BGE-VL-MLLM-S1

BAAI

Multimodal retrieval model achieving SOTA performance in composed image retrieval, trained on MegaPairs dataset with 26M+ triplets. Excels in zero-shot tasks.

Property	Value
Author	BAAI
License	MIT License
Paper	MegaPairs: Massive Data Synthesis For Universal Multimodal Retrieval
Model URL	https://huggingface.co/BAAI/BGE-VL-MLLM-S1

What is BGE-VL-MLLM-S1?

BGE-VL-MLLM-S1 is a state-of-the-art multimodal retrieval model trained exclusively on the MegaPairs dataset, which contains over 26 million heterogeneous KNN triplets.
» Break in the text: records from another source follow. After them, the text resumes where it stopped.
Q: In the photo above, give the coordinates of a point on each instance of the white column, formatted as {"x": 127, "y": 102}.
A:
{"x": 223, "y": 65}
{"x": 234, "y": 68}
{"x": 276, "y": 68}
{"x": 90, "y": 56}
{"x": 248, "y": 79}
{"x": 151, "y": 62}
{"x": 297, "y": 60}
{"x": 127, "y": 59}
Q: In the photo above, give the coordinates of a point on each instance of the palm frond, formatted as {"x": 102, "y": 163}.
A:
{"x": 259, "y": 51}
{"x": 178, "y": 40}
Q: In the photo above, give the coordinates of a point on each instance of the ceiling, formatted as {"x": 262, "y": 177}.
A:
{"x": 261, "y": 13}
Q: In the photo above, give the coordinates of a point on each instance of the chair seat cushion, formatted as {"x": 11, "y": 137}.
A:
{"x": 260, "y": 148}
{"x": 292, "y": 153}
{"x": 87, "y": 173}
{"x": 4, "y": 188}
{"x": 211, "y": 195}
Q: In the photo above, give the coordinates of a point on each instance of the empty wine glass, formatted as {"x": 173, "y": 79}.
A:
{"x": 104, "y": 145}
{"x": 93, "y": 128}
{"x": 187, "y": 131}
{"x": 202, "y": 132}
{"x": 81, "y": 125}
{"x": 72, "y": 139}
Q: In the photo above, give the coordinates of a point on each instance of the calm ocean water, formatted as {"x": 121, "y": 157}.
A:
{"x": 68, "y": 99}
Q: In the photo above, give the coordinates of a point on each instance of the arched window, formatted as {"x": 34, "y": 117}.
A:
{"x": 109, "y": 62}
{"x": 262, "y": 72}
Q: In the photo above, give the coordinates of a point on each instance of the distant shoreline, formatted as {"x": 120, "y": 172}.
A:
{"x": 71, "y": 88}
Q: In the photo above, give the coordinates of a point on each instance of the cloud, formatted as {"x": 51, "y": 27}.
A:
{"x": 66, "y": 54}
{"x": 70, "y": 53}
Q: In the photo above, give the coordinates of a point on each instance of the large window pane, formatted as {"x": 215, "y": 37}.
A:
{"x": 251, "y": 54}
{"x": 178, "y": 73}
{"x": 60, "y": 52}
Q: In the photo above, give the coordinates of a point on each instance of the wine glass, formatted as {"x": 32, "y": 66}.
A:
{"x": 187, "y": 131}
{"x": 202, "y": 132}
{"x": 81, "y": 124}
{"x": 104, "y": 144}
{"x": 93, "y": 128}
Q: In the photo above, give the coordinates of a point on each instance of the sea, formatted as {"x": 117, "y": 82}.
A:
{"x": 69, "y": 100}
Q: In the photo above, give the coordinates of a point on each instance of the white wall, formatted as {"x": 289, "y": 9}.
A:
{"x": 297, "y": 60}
The model demonstrates exceptional performance in composed image retrieval tasks, achieving an 8.1% improvement on the CIRCO benchmark (mAP@5) compared to previous SOTA models.

Implementation Details

The model utilizes a sophisticated architecture optimized for multimodal retrieval tasks. It can process both images and text inputs, making it particularly effective for composed image retrieval scenarios. The implementation supports both query and candidate processing modes, with built-in normalization and embedding generation capabilities.
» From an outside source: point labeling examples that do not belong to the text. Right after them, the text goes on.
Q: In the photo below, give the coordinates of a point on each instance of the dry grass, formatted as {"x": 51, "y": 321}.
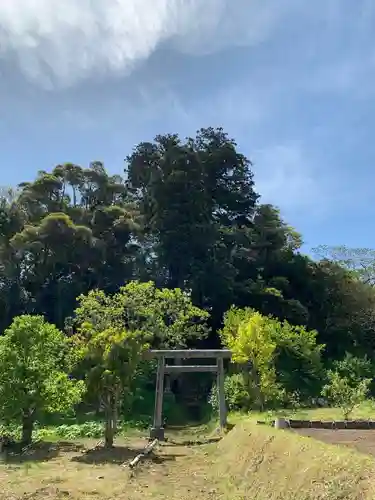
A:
{"x": 251, "y": 462}
{"x": 283, "y": 465}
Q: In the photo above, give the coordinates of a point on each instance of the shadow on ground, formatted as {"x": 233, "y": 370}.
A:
{"x": 40, "y": 452}
{"x": 119, "y": 455}
{"x": 100, "y": 455}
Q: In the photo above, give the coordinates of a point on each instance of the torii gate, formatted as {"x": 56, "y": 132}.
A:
{"x": 157, "y": 431}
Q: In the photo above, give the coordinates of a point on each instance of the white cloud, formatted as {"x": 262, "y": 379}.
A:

Built-in processor for handling both image and text inputs
CUDA-compatible for enhanced performance
Supports batch processing of multiple images
Generates normalized embeddings for accurate similarity matching

Core Capabilities

Zero-shot composed image retrieval with SOTA performance
Efficient processing of multimodal inputs
Robust generalization across various retrieval tasks
Advanced similarity scoring between queries and candidates

Frequently Asked Questions

Q: What makes this model unique?

BGE-VL-MLLM-S1's uniqueness lies in its training on the MegaPairs dataset and its ability to achieve state-of-the-art performance in composed image retrieval without requiring additional fine-tuning. It demonstrates exceptional zero-shot capabilities while maintaining a relatively efficient architecture.

Q: What are the recommended use cases?

The model excels in multimodal retrieval tasks, particularly in scenarios requiring composed image retrieval where both text and image inputs need to be processed. It's ideal for applications like visual search engines, content recommendation systems, and image-text matching tasks.